I recently went to see Clint Eastwood's new World War II film, Letters from Iwo Jima. As mentioned previously, I was curious to see this film for a number of reasons, not least of which was to see how a "pre-Baby Boomer" would portray the Japanese in a film ostensibly told from their side (the screenplay was written by Iris Yamashita, a Japanese-American). While not a film critic nor a film historian, I have done some research into portrayal of the "other" in Japanese and American war films and so was very much interested not only in the portrayal of the Japanese, as mentioned above, but in how an American director would portray Americans in the film as this would represent an "othering" of his own countrymen.

In any event, I found the film to be quite good, though it did not cause me to rethink the Top 5 ranking of war films presented here previously. Eastwood did coax excellent performances out of Japanese actors that I have seen in other, forgettable performances. Kazunari Ninomiya, who portrays the baker/soldier Saigo, was especially surprising if only because he is a member of the wholly forgettable Japanese boy band Arashi (one of the Johnny's Jimusho groups along with SMAP, V6, TOKIO, NEWS, etc., for those interested) and in this film turns in the first "anti-Johnny's" style performance I have ever seen from someone from that production house. On the other hand, Sidou Nakamura pretty much played his part in exactly the same way he plays every other part I have ever seen him in: brooding, doing his best to channel Sean Penn, but mostly yelling a lot.

Two scenes were particularly striking. First, a scene in which an American soldier is wounded and a Japanese commander orders his men not only to pull the man off the battlefield, but to use the last of their medicines to treat him. A letter from the American boy's mother ends up showing the Japanese solders who hear it read to them that the Americans are "just like us." In a later scene two American soldiers are ordered by their commander to guard a pair of Japanese who have surrendered. Eager to rejoin their unit in the fight, the Americans execute the Japanese soldiers in cold blood. In a sense, this could have been a terribly shocking scene for American audiences that had been brought up hearing only about the virtue and valiant behavior of our men in uniform. My Lai, Abu-Ghraib, and other attrocities committed by American soldiers, though, took some of the sting out of this scene.

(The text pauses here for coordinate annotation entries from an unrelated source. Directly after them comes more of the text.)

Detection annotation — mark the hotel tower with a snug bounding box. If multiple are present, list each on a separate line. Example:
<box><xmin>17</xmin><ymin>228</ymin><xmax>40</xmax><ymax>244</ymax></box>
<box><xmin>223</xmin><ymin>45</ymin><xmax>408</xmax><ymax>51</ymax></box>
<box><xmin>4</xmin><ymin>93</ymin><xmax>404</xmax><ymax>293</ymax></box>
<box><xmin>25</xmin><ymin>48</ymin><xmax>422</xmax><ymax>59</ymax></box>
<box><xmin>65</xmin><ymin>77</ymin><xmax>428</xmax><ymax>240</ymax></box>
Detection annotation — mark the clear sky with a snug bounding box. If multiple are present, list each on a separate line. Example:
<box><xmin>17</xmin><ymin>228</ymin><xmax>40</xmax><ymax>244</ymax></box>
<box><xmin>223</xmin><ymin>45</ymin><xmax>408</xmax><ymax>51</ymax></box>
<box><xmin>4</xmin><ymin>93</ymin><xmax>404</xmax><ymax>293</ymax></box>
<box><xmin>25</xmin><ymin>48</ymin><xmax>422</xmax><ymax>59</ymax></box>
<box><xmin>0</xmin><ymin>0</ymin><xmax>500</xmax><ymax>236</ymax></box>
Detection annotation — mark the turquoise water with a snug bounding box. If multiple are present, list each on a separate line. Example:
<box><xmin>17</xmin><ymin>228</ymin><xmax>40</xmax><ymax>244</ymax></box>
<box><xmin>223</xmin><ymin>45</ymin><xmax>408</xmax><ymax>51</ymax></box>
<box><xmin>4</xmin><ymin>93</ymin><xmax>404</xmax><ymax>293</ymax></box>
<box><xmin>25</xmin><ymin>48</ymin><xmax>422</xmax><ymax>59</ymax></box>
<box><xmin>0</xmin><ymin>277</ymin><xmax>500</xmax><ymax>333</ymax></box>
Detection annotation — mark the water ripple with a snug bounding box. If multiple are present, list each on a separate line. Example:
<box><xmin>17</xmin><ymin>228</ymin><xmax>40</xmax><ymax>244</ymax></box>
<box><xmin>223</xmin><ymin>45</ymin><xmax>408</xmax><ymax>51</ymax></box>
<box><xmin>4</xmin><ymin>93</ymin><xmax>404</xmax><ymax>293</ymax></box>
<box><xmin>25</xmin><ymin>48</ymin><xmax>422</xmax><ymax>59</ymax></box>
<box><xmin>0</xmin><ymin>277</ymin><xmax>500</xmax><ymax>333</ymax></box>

The end of the movie also interested me. Eastwood had an opening for a very Hollywood ending along the lines of "Saving Private Ryan," leaving two soldiers, one we had come to like and one we had come to dislike, alive at the end of the story, he resisted the temptation to give us a happy reunion of Saigo the baker/soldier with his wife and child he had never seen. Likely, they died in bombings of the Kanto region and Saigo returned home to nothing. That Hollywood ending might just have been too far fetched for the tone of the film.

So, after all that, I certainly do recommend the film for its study of both the human and the Japanese soul. But, if you really want to see a great war movie, I still say you should go and rent the director's cut of "Das Boot."